Jeff and Brenda’s campaign to get us to join them on Donut Day worked. Here we are, rafted up in Judd Bay debating how much breakfast to eat. It’s like Thanksgiving morning. Do you want to eat a lot and stretch out your stomach? Or do you just eat a little and save space for the main course?
As the four of us lazily pick at our scrambled eggs, too excited for morning sugar to eat anything healthy, Jeff knocks on the hull. “So the wind shifted over night and the only thing holding these three boats in place is the kedged out anchor. We should probably break up the raft and re-anchor.” While I am pretty stoked that the anchor, with mostly line instead of chain, is holding all of us, we realize that if the wind picks up, it won’t hold for long. We promise to hurry up and finish our breakfast, or at least our coffee and that we’ll be out shortly.
Approximately five minutes later, Jeff informs us that we are dragging the anchor. Suddenly the boat is a flurry of activity as we stow dishes, start the engine, and prepare to break up the raft. This was NOT in the plans for Donut Day! With only 40 minutes until the opening of the market there was no time to lose. The entire process took way longer than any of us wanted. The donuts would certainly be gone by the time we finished anchoring.
Safely re-anchored, we held out hope and put Zubie in high gear. With only 14 minutes until the market opened it was probably 16 minutes until the donuts would certainly sell out. Maybe there would be some crumbs that we could squish together into a donut shape. Maybe some kind stranger would see the sorrow in our eyes and take pity on us, sharing the last donut with us. Maybe the Donut Lady had a gut feeling that a herd of sailors were headed her way this weekend and she made extra.

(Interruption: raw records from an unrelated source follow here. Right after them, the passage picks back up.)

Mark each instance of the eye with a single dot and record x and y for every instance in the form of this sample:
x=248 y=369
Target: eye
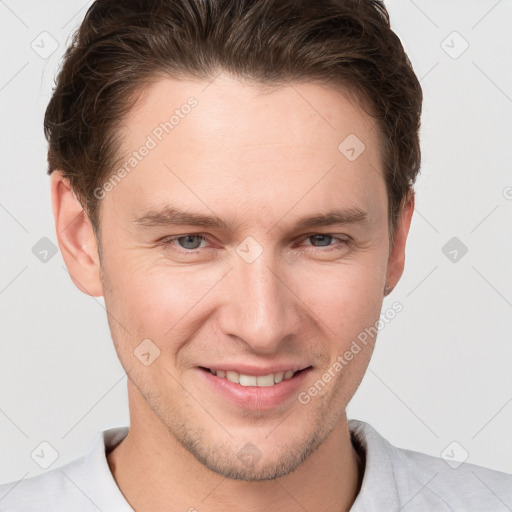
x=324 y=240
x=185 y=242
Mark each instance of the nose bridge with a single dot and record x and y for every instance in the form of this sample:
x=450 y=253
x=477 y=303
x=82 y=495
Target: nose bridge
x=259 y=307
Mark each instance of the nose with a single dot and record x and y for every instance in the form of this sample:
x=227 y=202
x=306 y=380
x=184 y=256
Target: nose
x=259 y=306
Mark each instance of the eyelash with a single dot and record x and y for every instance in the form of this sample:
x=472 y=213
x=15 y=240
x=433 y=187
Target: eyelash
x=169 y=242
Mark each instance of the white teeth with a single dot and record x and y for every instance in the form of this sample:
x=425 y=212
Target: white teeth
x=247 y=380
x=278 y=377
x=265 y=380
x=233 y=376
x=251 y=380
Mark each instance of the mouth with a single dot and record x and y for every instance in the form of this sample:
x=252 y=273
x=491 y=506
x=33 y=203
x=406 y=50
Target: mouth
x=260 y=381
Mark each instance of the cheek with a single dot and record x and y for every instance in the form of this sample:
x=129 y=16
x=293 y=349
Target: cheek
x=156 y=301
x=346 y=298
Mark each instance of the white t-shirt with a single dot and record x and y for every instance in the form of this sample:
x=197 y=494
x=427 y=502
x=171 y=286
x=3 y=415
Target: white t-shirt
x=394 y=480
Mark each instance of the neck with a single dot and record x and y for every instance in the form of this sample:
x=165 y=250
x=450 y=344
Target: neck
x=152 y=469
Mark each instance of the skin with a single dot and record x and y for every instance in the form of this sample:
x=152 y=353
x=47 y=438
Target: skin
x=260 y=159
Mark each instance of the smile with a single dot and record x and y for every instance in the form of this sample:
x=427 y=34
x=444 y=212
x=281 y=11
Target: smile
x=253 y=380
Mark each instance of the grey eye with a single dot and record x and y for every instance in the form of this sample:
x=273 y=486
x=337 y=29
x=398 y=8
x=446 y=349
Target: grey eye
x=325 y=240
x=189 y=241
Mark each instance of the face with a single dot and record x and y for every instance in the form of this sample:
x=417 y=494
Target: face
x=210 y=264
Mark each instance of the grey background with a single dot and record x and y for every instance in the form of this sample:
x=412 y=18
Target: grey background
x=441 y=369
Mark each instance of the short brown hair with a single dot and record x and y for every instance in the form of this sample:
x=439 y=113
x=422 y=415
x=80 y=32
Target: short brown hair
x=122 y=46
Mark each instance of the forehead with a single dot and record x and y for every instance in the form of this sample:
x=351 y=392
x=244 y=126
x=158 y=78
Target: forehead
x=261 y=148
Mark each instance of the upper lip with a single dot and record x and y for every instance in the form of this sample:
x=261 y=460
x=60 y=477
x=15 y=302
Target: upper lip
x=255 y=370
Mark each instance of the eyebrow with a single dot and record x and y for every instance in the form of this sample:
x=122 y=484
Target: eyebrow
x=173 y=216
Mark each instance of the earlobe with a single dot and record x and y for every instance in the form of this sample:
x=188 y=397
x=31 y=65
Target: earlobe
x=76 y=237
x=396 y=260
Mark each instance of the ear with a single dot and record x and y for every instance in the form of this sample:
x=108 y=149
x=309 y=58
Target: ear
x=76 y=237
x=396 y=260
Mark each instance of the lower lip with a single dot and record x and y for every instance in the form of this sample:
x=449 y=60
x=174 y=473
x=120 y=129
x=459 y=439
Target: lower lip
x=254 y=397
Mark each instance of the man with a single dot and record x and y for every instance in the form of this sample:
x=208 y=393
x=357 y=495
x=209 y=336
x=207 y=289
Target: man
x=235 y=177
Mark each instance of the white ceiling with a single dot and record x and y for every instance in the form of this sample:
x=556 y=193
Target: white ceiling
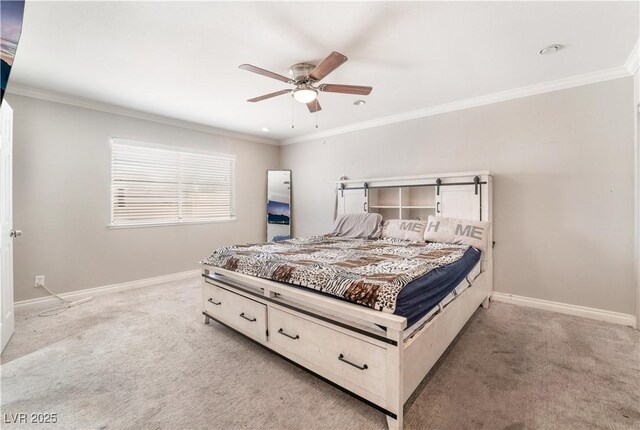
x=180 y=60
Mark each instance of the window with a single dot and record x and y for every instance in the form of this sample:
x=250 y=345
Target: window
x=154 y=184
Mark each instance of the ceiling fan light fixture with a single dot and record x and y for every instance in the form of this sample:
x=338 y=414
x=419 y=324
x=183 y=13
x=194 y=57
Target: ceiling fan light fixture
x=305 y=94
x=551 y=49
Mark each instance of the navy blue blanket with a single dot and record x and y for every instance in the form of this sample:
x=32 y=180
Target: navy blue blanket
x=421 y=295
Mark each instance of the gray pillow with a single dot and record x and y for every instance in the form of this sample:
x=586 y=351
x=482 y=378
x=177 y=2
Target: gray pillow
x=362 y=225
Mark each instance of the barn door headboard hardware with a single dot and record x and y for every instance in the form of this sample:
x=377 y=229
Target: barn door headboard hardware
x=437 y=184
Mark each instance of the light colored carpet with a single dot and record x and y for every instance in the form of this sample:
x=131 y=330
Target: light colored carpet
x=144 y=359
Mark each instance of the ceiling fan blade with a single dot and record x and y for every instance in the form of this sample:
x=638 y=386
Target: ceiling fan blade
x=314 y=106
x=328 y=65
x=345 y=89
x=263 y=72
x=268 y=96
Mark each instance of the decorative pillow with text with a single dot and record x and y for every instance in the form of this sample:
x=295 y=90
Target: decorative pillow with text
x=459 y=231
x=404 y=229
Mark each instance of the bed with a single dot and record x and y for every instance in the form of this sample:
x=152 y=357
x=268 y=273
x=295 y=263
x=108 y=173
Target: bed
x=317 y=303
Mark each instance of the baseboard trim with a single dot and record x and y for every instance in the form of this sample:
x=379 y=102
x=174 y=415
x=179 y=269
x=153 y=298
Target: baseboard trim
x=564 y=308
x=114 y=288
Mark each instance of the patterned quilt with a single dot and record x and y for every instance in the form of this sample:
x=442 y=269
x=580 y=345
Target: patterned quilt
x=363 y=271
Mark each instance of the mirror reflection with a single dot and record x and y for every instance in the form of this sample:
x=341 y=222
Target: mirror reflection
x=278 y=205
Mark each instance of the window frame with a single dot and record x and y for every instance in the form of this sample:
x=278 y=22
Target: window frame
x=142 y=144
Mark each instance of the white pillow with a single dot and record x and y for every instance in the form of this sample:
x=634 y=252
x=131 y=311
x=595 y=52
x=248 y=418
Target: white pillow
x=460 y=231
x=404 y=229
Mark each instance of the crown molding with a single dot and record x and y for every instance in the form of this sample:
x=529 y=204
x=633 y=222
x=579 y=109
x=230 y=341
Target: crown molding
x=633 y=61
x=51 y=96
x=545 y=87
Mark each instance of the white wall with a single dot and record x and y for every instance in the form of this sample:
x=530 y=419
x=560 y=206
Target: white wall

The anticipation was killing me as we walked through the market. Partially because there were donuts to be consumed, but also because a challenge had been made. During Jeff and Brenda’s campaign, they mentioned that one donut would fill you up for the rest of the day. Somehow, that turned into Craig saying that he could eat one of each variety for a total of three donuts in one sitting. I have a hard time getting Craig to eat two pieces of chocolate in one sitting, so I was shocked that he would even consider eating this much sugar coated fried dough at one meal. But I have seen him eat two giant dinners in a row, so I know that his tapeworm (named Karl) is alive and well.
Well, we found the Donut Lady and she was in shock when she heard about the challenge. She didn’t say it out loud, but her eyes said, “You’re fucking crazy, kid! There’s no way someone that skinny can eat more than one of my donuts.” She did offer a prize of a free donut if he won the challenge. Game on.

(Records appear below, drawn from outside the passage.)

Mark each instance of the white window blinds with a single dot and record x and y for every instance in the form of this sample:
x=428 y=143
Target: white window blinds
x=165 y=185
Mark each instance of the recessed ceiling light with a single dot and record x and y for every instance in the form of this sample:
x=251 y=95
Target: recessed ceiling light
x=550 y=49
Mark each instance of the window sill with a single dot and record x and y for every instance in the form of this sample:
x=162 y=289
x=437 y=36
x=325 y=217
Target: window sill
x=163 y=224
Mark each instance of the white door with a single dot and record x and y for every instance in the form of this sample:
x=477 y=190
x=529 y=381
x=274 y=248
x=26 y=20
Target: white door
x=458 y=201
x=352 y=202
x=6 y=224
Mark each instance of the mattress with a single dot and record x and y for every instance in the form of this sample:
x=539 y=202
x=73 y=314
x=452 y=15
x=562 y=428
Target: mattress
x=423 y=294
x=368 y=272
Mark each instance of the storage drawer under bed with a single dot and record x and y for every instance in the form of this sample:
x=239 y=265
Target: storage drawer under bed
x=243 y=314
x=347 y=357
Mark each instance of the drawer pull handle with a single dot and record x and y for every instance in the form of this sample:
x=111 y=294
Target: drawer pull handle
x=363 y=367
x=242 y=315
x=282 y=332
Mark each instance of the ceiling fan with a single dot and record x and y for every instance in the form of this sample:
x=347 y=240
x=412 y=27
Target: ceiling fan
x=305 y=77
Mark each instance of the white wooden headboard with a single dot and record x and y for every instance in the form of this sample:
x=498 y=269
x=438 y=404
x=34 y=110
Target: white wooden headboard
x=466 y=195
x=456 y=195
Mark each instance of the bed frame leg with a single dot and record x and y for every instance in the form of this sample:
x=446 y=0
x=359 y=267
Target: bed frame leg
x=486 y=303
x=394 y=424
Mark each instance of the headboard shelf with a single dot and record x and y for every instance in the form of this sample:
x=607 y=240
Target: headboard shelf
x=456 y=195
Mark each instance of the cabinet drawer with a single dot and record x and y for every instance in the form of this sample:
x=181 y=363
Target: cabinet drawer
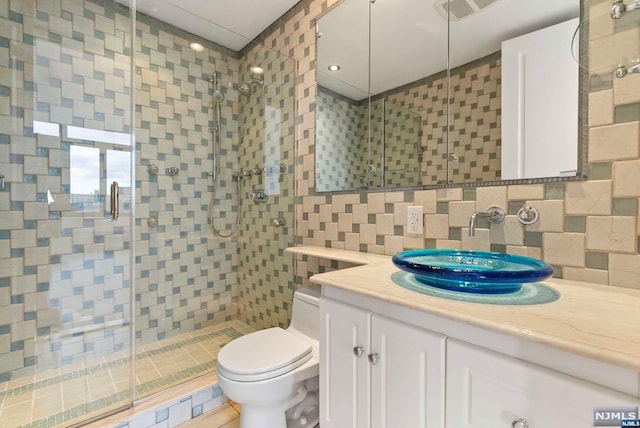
x=488 y=389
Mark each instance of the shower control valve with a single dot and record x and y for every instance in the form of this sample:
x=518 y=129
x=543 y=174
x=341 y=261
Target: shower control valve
x=259 y=196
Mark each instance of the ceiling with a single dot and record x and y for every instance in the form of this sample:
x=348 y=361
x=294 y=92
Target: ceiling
x=409 y=38
x=230 y=23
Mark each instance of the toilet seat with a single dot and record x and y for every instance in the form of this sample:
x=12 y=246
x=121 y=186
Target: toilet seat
x=263 y=355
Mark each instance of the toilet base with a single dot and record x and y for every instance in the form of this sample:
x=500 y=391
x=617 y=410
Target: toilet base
x=262 y=417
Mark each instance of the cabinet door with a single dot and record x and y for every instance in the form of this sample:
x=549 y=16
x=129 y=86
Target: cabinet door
x=487 y=389
x=407 y=381
x=344 y=376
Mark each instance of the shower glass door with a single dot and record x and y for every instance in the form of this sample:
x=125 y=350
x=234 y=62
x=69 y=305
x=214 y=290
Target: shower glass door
x=65 y=210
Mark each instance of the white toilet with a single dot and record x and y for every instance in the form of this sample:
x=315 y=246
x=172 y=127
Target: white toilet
x=273 y=373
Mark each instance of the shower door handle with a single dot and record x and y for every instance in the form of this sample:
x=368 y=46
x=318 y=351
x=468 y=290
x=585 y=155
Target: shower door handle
x=115 y=201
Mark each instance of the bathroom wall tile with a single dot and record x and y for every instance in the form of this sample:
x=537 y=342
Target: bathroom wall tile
x=393 y=244
x=608 y=50
x=586 y=275
x=411 y=242
x=624 y=270
x=588 y=197
x=491 y=196
x=551 y=216
x=525 y=251
x=449 y=194
x=460 y=212
x=384 y=224
x=600 y=109
x=600 y=171
x=436 y=226
x=479 y=242
x=375 y=203
x=525 y=192
x=612 y=234
x=627 y=90
x=614 y=142
x=446 y=243
x=509 y=232
x=565 y=249
x=626 y=176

We found a picnic table and Craig got serious. He started with the maple bar topped with candied bacon. Getting the biggest one out of the way was his strategy. Second came the chocolate glazed with sprinkles. After two donuts he was feeling rather confident. Even half way through the old fashioned with sour cream glaze, he thought he had it in the bag. If any of you have had the pleasure of dining with Craig, you know that it is a messy affair. These donuts were no exception. I ran back to the Donut Lady to get more napkins and heard her tell someone, “There’s a tall skinny guy over there trying to eat three donuts!” I pointed to our table incase anyone wanted to observe the feat of gluttony.
Suddenly, with only a quarter of a donut left, Craig’s stomach and Karl started to object. His brow was glistening and there was doubt in his eyes. Jeff started to make gagging noises in an attempt to throw Craig off his game, but it was to no avail. Even though the last several bites took longer than the entire first donut, Craig won the challenge.

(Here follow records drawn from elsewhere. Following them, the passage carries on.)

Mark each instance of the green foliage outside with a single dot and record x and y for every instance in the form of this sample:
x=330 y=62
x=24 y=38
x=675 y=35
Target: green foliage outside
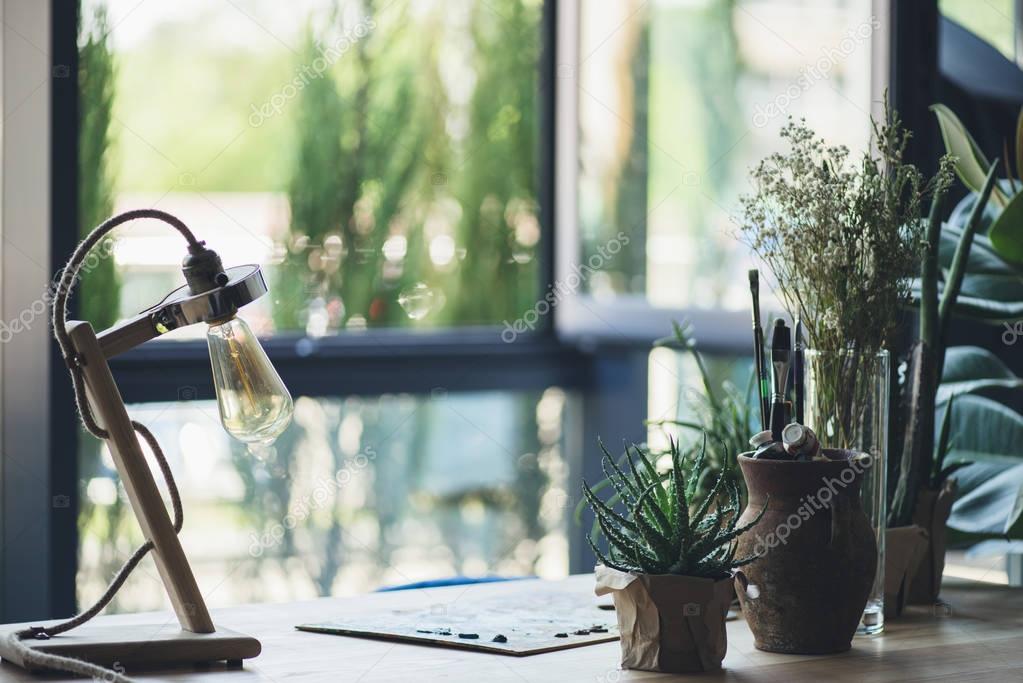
x=95 y=185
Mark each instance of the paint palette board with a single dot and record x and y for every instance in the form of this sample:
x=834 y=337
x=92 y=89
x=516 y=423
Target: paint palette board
x=532 y=623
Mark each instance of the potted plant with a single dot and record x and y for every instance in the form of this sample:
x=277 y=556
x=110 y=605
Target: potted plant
x=843 y=237
x=669 y=565
x=973 y=268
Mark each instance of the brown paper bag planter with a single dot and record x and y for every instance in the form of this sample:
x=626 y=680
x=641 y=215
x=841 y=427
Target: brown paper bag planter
x=818 y=555
x=904 y=547
x=668 y=623
x=933 y=508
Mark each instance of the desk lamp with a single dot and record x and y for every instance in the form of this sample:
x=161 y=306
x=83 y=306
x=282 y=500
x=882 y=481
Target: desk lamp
x=255 y=407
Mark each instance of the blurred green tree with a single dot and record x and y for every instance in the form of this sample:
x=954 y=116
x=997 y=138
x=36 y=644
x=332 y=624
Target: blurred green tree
x=101 y=285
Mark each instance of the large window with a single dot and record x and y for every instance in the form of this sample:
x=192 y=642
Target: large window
x=381 y=160
x=357 y=494
x=381 y=157
x=676 y=100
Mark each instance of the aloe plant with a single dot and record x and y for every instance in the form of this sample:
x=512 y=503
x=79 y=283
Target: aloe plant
x=661 y=532
x=723 y=412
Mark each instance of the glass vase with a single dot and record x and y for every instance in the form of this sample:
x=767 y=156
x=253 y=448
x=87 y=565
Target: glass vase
x=846 y=405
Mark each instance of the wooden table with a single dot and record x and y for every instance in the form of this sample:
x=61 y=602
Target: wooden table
x=977 y=637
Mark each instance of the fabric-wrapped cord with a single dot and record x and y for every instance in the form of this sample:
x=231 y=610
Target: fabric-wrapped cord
x=70 y=277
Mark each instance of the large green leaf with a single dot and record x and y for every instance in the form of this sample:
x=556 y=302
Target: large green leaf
x=992 y=287
x=983 y=258
x=972 y=370
x=990 y=436
x=971 y=165
x=1007 y=231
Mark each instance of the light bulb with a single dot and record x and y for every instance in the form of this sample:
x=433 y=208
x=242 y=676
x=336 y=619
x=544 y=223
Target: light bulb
x=255 y=405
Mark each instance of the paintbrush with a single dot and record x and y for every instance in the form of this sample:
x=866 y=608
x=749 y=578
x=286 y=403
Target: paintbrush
x=763 y=389
x=781 y=359
x=798 y=370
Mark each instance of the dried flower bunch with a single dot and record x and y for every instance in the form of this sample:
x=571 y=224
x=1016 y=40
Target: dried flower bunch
x=843 y=238
x=660 y=534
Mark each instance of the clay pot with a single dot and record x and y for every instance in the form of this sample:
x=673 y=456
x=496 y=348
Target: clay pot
x=933 y=508
x=904 y=547
x=818 y=554
x=668 y=623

The Donut Lady, also known as Jami from Sugar Baby Specialty Cakes, was simultaneously impressed and disgusted. She didn’t say she was disgusted, but I could tell. Otherwise I was projecting. Either way, she held up her end of the bargain and Craig got another donut. In reality, I got the donut and saved it for breakfast the next day because Craig did not want to see any form of sugar for at least a week. In fact, he made us leave the market so he didn’t have to smell the sugar.
For the remainder of the day, Craig was a walking sugar coma. He was slightly cranky, but mostly he was in a daze. After provisioning, Craig and I headed back to the boat to put away the groceries. While Craig’s body rejected the gut bomb, Emily and Lucas explored Indian Island. I did a lot of mouth breathing with a clothespin on my nose. I think it’s safe to say- Craig won the challenge, but lost the day.
For the remainder of the day we mostly walked around town, hunted for sea glass on Crescent Beach, gorged on blackberries, and lazed around in a park. Not a bad day.